Born in Stirling, Scotland, Thomson was educated at the University of Glasgow. He studied theology at Trinity College, Glasgow, and was ordained in the Church of Scotland in 1920. Upon moving to Canada in 1930, he accepted an appointment as professor of systematic theology and philosophy of religion at Pine Hill Divinity Hall (now part of the Atlantic School of Theology) in Halifax, Nova Scotia. From 1937 to 1949, he was the second president of the University of Saskatchewan. During World War II, he was general manager of the Canadian Broadcasting Corporation from 1942 to 1943.[1]
In 1949, he became dean of the newly formed Faculty of Divinity at McGill University and also served there as professor of religious studies.
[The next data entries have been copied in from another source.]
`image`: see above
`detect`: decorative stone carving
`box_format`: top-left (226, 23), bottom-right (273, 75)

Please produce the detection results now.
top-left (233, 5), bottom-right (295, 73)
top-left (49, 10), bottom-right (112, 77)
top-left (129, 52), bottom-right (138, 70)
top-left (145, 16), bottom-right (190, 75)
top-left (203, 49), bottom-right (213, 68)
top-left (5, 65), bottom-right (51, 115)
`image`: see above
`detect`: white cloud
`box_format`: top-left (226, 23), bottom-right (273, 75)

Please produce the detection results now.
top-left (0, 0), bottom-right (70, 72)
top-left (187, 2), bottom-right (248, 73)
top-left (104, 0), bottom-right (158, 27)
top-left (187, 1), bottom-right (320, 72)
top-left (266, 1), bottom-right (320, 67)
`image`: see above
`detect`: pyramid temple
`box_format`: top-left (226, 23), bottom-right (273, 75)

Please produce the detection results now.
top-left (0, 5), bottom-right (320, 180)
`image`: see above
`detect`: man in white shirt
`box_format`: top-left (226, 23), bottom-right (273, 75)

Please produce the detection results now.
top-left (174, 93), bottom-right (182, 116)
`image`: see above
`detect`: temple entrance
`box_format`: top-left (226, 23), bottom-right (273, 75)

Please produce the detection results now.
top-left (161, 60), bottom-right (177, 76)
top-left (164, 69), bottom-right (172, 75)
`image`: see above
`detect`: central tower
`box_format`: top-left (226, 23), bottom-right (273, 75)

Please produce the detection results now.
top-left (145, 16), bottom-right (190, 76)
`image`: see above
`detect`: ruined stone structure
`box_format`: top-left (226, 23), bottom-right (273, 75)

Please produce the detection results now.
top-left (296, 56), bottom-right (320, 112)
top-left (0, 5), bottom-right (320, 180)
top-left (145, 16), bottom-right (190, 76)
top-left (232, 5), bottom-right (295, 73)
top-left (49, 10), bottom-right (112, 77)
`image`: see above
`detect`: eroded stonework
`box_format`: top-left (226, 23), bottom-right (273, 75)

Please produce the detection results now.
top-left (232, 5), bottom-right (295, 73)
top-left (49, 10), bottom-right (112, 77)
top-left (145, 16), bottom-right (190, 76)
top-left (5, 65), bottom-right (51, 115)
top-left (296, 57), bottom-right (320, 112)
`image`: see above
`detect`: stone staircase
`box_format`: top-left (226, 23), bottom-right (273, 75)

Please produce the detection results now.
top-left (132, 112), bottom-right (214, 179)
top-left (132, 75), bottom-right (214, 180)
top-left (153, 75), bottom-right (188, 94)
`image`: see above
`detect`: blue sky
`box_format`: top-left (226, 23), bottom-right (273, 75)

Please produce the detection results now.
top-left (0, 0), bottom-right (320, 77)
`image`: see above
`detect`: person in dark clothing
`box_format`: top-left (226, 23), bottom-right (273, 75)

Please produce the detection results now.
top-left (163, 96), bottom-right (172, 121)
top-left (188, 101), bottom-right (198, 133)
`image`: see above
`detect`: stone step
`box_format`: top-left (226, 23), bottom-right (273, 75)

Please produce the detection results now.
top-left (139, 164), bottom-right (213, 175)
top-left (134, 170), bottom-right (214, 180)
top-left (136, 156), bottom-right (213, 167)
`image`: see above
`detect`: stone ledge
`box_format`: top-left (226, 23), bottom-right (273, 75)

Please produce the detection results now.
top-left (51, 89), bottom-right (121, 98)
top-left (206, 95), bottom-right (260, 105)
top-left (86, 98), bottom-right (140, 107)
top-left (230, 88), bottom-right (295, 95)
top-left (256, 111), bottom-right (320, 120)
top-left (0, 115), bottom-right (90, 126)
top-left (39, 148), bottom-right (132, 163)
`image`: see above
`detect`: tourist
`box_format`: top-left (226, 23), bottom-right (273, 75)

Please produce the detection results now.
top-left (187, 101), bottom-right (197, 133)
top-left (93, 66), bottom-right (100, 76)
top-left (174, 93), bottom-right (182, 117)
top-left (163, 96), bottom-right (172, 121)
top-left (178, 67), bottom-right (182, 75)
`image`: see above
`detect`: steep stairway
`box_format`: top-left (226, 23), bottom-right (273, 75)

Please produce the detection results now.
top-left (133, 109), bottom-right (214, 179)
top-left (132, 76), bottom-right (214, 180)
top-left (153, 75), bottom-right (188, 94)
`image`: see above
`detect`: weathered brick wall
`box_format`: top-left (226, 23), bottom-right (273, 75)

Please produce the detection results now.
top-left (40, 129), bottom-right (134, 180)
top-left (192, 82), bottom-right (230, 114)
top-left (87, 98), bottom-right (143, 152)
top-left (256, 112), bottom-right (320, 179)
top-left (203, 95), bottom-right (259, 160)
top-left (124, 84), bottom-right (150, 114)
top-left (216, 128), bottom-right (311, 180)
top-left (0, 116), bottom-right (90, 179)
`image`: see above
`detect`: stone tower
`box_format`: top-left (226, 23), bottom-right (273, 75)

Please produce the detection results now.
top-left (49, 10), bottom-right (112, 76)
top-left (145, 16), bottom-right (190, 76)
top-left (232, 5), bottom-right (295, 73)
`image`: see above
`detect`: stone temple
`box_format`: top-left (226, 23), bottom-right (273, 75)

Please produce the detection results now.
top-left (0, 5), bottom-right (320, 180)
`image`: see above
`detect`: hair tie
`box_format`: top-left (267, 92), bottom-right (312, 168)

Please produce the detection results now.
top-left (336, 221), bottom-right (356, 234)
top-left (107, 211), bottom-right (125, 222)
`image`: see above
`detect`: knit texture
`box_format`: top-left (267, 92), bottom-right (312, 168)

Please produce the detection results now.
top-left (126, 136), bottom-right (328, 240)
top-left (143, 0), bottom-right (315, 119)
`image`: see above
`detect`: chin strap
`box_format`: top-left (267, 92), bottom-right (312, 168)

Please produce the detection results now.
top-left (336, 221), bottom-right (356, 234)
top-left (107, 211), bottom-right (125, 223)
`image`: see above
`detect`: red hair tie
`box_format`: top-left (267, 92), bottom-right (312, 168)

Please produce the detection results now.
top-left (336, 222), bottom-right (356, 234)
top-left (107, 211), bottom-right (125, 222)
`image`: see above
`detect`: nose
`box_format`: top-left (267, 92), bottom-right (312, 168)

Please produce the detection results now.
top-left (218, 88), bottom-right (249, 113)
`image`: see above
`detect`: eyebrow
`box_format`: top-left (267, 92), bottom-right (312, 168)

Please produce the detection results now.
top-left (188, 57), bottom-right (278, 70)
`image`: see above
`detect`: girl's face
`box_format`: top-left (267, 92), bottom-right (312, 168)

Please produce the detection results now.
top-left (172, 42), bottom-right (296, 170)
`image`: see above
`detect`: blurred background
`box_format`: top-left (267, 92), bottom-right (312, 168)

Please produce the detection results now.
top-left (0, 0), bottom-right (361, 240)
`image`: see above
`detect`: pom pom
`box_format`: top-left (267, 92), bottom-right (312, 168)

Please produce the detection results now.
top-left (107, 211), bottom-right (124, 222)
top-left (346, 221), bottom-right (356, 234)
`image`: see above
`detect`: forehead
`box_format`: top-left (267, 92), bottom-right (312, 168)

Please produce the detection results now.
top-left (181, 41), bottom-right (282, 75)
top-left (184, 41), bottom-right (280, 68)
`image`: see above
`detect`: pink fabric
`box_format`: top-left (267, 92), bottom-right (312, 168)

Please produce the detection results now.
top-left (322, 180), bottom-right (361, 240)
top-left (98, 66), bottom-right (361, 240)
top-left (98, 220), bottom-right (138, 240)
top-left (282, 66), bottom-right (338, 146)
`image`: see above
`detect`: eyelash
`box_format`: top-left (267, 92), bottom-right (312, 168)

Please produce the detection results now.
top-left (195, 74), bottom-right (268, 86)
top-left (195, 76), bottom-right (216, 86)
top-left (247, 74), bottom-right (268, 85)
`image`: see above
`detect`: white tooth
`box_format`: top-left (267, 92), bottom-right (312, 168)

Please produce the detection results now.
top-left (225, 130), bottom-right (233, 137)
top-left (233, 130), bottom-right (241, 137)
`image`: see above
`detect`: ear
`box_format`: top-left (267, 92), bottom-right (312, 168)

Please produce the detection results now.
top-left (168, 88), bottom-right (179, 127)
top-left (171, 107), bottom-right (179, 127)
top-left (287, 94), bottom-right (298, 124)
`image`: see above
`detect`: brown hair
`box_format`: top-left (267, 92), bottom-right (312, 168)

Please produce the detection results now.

He retired as dean in 1957. From 1956 to 1958, he served as Moderator of the United Church of Canada, elected by the 17th General Council at their meeting in Windsor, Ontario.[2] He was made a Fellow of the Royal Society of Canada in 1942.[3] In 1967 the Ryerson Press published The Church in the Modern World, a collection of essays in his honour.[4]